Any time I reboot after issuing an "apt-get dist-upgrade", some obscure part of the ZFS pool apparently fails to mount on reboot. This is unlike the other related issues I have seen here, as the pool is successfully imported, but only these strange subdirectories are not mounted. Below is an example display output after being dropped into BusyBox:
Code:
Command: mount -o zfsutil -t zfs rpool/ROOT/pve-1/07b3e44b4ec33fc185144a325971911c45547f051a1f95a39314afdab787862f /root//07b3e44b4ec33fc185144a325971911c45547f051a1f95a39314afdab787862f
Message: filesystem 'rpool/ROOT/pve-1/07b3e44b4ec33fc185144a325971911c45547f051a1f95a39314afdab787862f' cannot be mounted at '/root//07b3e44b4ec33fc185144a325971911c45547f051a1f95a39314afdab787862f' due to canonicalization error 2.
mount: mounting rpool/ROOT/pve-1/07b3e44b4ec33fc185144a325971911c45547f051a1f95a39314afdab787862f on /root//07b3e44b4ec33fc185144a325971911c45547f051a1f95a39314afdab787862f failed: No such file or directory
Error: 2
Failed to mount rpool/ROOT/pve-1/07b3e44b4ec33fc185144a325971911c45547f051a1f95a39314afdab787862f on /root//07b3e44b4ec33fc185144a325971911c45547f051a1f95a39314afdab787862f.
Manually mount the filesystem and exit.
BusyBox v1.22.1 (Debian 1:1.22.0-19+b3) built-in shell (ash)
Enter 'help' for a list of built-in commands.
/bin/sh: can't access tty: job control turned off
/ #
If I attempt to manually run the command, I get the exact same output:
Code:
filesystem 'rpool/ROOT/pve-1/07b3e44b4ec33fc185144a325971911c45547f051a1f95a39314afdab787862f' cannot be mounted at '/root//07b3e44b4ec33fc185144a325971911c45547f051a1f95a39314afdab787862f' due to canonicalization error 2.

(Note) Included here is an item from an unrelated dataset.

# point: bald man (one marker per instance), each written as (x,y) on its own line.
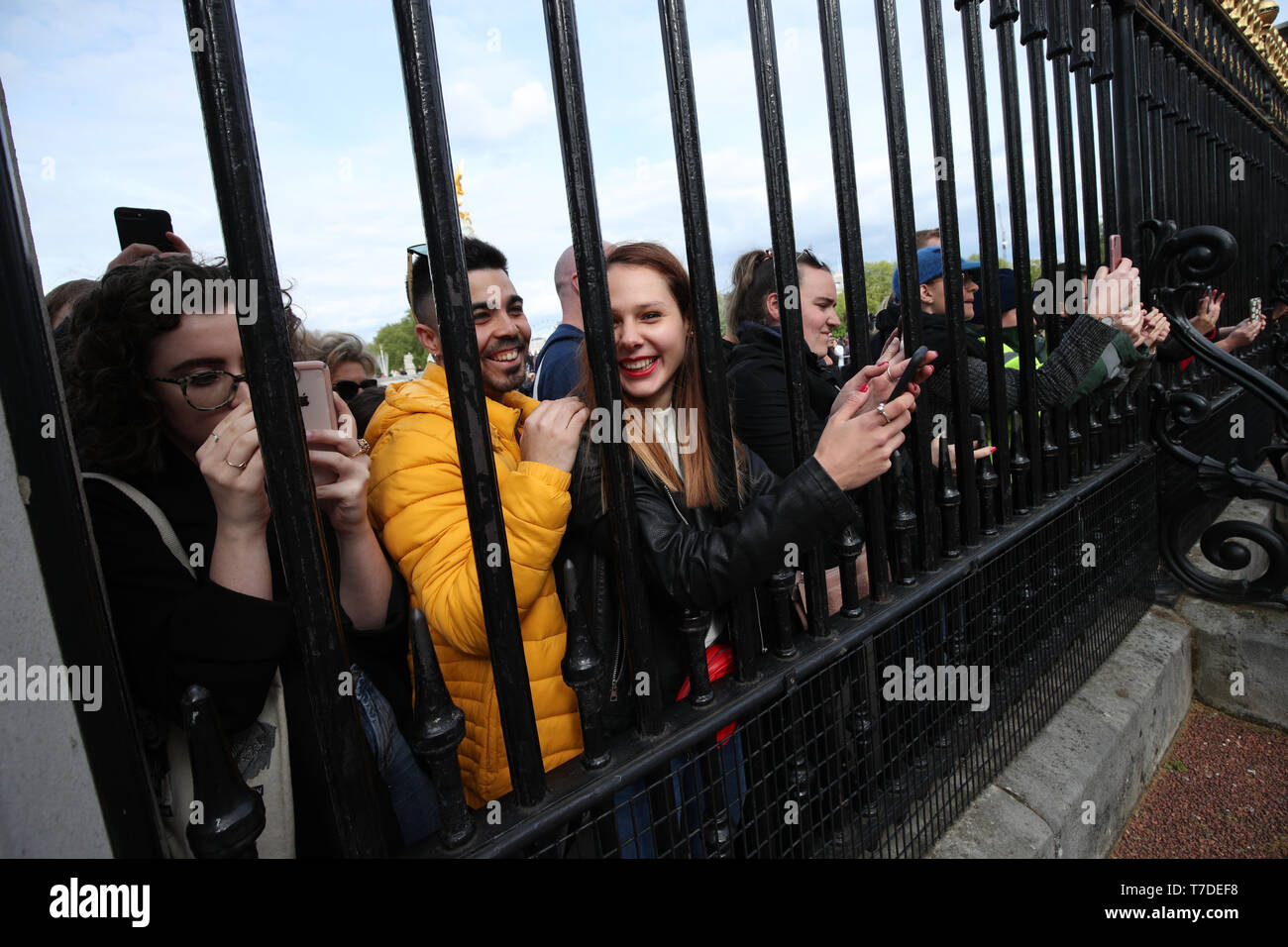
(558,361)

mount: mounting rpool/ROOT/pve-1/07b3e44b4ec33fc185144a325971911c45547f051a1f95a39314afdab787862f on /root//07b3e44b4ec33fc185144a325971911c45547f051a1f95a39314afdab787862f failed: No such file or directory
I get no output whatsoever If I run "mkdir /root//<string-goes-here>" before running mount, but I do get an additional and useless filesystem mounted within root.
Output of "zpool status":
Code:
/ # zpool status
pool: rpool
state: ONLINE
scan: none requested
config:
NAME STATE READ WRITE CKSUM
rpool ONLINE 0 0 0
raidz1-0 ONLINE 0 0 0
sda2 ONLINE 0 0 0
sdb2 ONLINE 0 0 0
sdc2 ONLINE 0 0 0
sdd2 ONLINE 0 0 0
sde2 ONLINE 0 0 0
sdf2 ONLINE 0 0 0
errors: No known data errors
If I issue the "exit" command from here, it will display the exact same message as above, but with the random string changed to reflect the next entry from "zfs list". If I issue the exit command 42 times in a row, the machine will (finally) fully and properly boot. This behavior persists through subsequent reboots, so I currently have to type exit[enter] 42 times following each reboot before Proxmox finally boots up, regardless of whether I run a dist-upgrade or not.
I've found some resources but I can't post them here because reasons.
I have attempted to implement all of these, but have had no success whatsoever. I can successfully modify system files within /root, and I can access utilities like "update-grub" and "update-initramfs" after running the exit procedure and getting out of BusyBox, but the problem persists. "zpool import rpool" just errors out and shows that a pool with that name already exists, as indicated by the output of "zpool status".
The simplest solution I have found is to freshly reinstall Proxmox and recreate the ZFS pool. I have reinstalled to address this issue twice, and am now stuck at BusyBox a third time after narrowing down the issue as much as possible. I am new to ZFS and Proxmox and am definitely out of my depth.
Is there something I should try next or any more information I can provide?